Search icon

Family

29th Jan 2013

Day Trippers and Night Terrors – The Little Man is Feeling the Pain of Being Apart, and it’s Breaking Evanne Ní Chuilinn’s Heart…

"It’s an awful sight..." Evanne Ní Chuilinn on another change in the little man's life, and the struggle to adapt.

Her

It’s not like him to scream. It’s not even like him to cry. He’s a social little boy, and in his 10 months (tomorrow), he has never gone through a phase of making strange. That’s why this is so difficult. 

I’m not even sure he’s fully awake when it happens. He will suddenly start crying, a cry which during the first few nights, turned very quickly into a shriek. The sobbing would continue, and the decibel level would be directly proportionate to how far out the door I was after each visit. Nighttime waking is one thing, but this clingy desperate behaviour was all new to us. And then it clicked. Separation anxiety.

It began just over a week ago, when his Daddy was away with work. Very suddenly one morning, there was no sign of Daddy, and Daddy didn’t materialise for a full week. During that week, Mammy disappeared for hours on end. She disappeared out the door, left a strange lady in the house, and didn’t even come home for goodnight cuddles.

At some stage, most people have to introduce a “nanny” or childminder. We have been lucky enough to find someone we like, and decided to have a trial run during a run of days when I was off, and could be contacted and summoned at the drop of a hat. Only our new childminder didn’t need me, and didn’t want me to come home. She wanted to find her feet, and put Séimí to bed, as she would so often have to do for us. The little man behaved, as always, but it only took a couple of days for him to figure out what was going on. Mammy was leaving, a strange lady was pretending to be Mammy, and where the hell was Daddy?? The confusion he was feeling during the day must have been upsetting him at night, because not long after we introduced a childminder, Séimí started waking at night in an awful state.  

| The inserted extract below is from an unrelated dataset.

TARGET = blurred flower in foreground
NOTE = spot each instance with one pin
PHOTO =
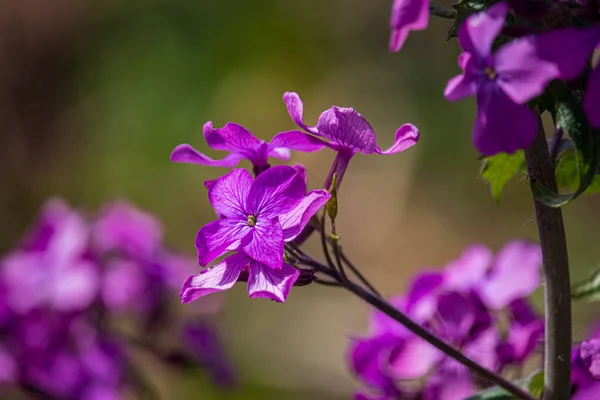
(477, 303)
(64, 291)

So far, the worst bout of screaming has lasted just under two hours. He would so often be on the cusp of slumber and then he’d realised he was on his own again, and we’d be back to square one. Maybe two hours was a long time, or too long to wait, but eventually we caved and gave a bottle at 5am. He went back to sleep, and woke up as if the trauma of the night before had never happened.

Other nights it lasts an hour, or an hour and a half, but it’s exhausting for everybody and it’s an awful sight. Your little baby, standing up in his cot, hanging over it, leaning towards the door through which you have just exited….again. It’s heartbreaking. One night, I counted the number of times I lay him back down, only for him to bounce back up again as soon as I was out of sight – 15. In and out, 15 times, 15 bouts of momentary calm, and 15 surges of absolute panic. At 4am.

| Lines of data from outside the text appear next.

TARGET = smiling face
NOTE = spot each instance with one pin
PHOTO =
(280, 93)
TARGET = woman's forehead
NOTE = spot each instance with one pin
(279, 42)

Eventually he calms down or tires himself out for long to fall back asleep, but I don’t have the answer. It happened as recently as last night, though it has subsided somewhat since we were all able to spend the weekend together. Maybe the family time has reassured him, or maybe he’s just getting used to this new development. Either way it doesn’t make going out the door any easier, it doesn’t weaken the hold he has on my heartstrings, and it certainly doesn’t make rolling in and out of bed at every hour of the night any less painful.